Grease a 20 cm loose-bottomed tart tin. Combine the digestive crumbs, melted butter, and sea salt in a bowl and stir until the mixture resembles wet sand.

Approx. 5 minutes
2

Press the crumb mixture firmly and evenly across the base and up the sides of the tin, using the back of a spoon to compact it. Refrigerate for 30 minutes until firm.

Approx. 30 minutes
3

Melt the cubed butter and muscovado sugar together in a medium heavy-based saucepan over medium-low heat, stirring until the sugar has fully dissolved and the mixture is smooth — about 3 minutes.

Approx. 3 minutes
4

Pour in the condensed milk, increase the heat to medium, and stir continuously until the mixture thickens, deepens to a rich amber, and begins to pull away from the sides of the pan — 8 to 12 minutes. Do not stop stirring or the toffee will scorch.

Approx. 12 minutes
5

Pour the hot toffee immediately into the chilled biscuit base and smooth the surface.
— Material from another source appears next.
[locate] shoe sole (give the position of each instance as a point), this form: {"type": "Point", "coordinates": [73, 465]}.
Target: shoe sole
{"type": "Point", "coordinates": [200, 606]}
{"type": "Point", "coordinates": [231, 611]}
Leave to cool to room temperature — about 30 minutes — then refrigerate until fully set, at least 2 hours.

Approx. 150 minutes
6

Toss the banana slices with the lemon juice, then arrange them in a single, slightly overlapping layer over the set toffee.

Approx. 3 minutes
7

Whip the cold double cream, icing sugar, and vanilla extract together with a hand mixer on medium speed until the cream holds soft, billowy peaks — it should mound gently rather than stand stiff.

Approx. 5 minutes
8

Spoon and swoosh the whipped cream over the bananas, covering them completely. Use a fine grater to shower dark chocolate over the top. Slice and serve immediately.